Agave fibers, particularly those from the sisal and americana variants, act as a type of internal reinforcement. When these fibers are added to a concrete mix at a volume of 0.25 to 1.5 percent, they help the material resist breaking when bent or pulled. Specifically, studies showed that adding these fibers can lead to average increases of 20 to 40 percent in flexural strength and more than 30 percent in tensile strength. These improvements are most effective when the fibers are cut to lengths of about 25 millimeters. However, the researchers emphasize that these fibers must be treated before use. Soaking them in a mild sodium hydroxide solution or drying them at high temperatures removes natural waxes and impurities, allowing the cement to grip the fibers tightly and preventing them from rotting over time.

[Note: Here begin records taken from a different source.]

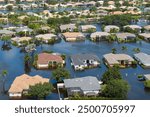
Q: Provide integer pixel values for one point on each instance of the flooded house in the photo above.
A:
(99, 36)
(21, 84)
(73, 36)
(121, 60)
(84, 61)
(49, 60)
(78, 86)
(143, 59)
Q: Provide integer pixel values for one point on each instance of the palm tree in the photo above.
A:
(3, 77)
(6, 45)
(137, 50)
(114, 50)
(124, 48)
(27, 63)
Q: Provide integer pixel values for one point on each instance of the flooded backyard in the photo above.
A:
(13, 61)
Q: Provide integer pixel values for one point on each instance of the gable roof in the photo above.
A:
(45, 58)
(114, 58)
(88, 83)
(24, 81)
(78, 59)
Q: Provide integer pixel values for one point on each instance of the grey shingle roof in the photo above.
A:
(79, 58)
(143, 58)
(88, 83)
(6, 32)
(147, 76)
(23, 29)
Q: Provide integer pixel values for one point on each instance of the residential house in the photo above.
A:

Biochar offers a different set of benefits by working at a microscopic level within the concrete. This charcoal-like substance is created by heating organic waste such as rice husks, coconut shells, or wood in a low-oxygen environment. When biochar is added to concrete at a range of 1 to 5 percent of the cement weight, it fills tiny pores and helps the cement hydrate more efficiently. This process has been shown to increase the compressive strength of the concrete by up to 25 percent. Beyond strength, biochar acts as a permanent carbon sink. For every kilogram of biochar used in a building, more than one kilogram of carbon dioxide can be effectively locked away for the life of the structure, helping to offset the emissions generated during construction.

While the results are promising, the study notes that these materials should currently be used primarily for nonstructural elements like paving blocks, prefabricated panels, and walkways. Because natural materials can vary in quality, standardized protocols for treating fibers and producing biochar are necessary before they can be used in major load-bearing columns or beams. The researchers conclude that integrating these bio-based materials represents a technically and ecologically viable path forward. By turning agricultural waste into high-performance construction resources, the industry can move toward a more circular economy while maintaining the structural integrity required for modern infrastructure.

Source: Linares González, Y. O., Sánchez Tizapa, S., Alonso Silverio, G. A., Salazar, R., & Altamirano de la Cruz, G. (2026). Systematic review of the improvement of the mechanical properties of concrete with agave fibers and biochar. Advances in Materials Science and Engineering, 2026, 5516901.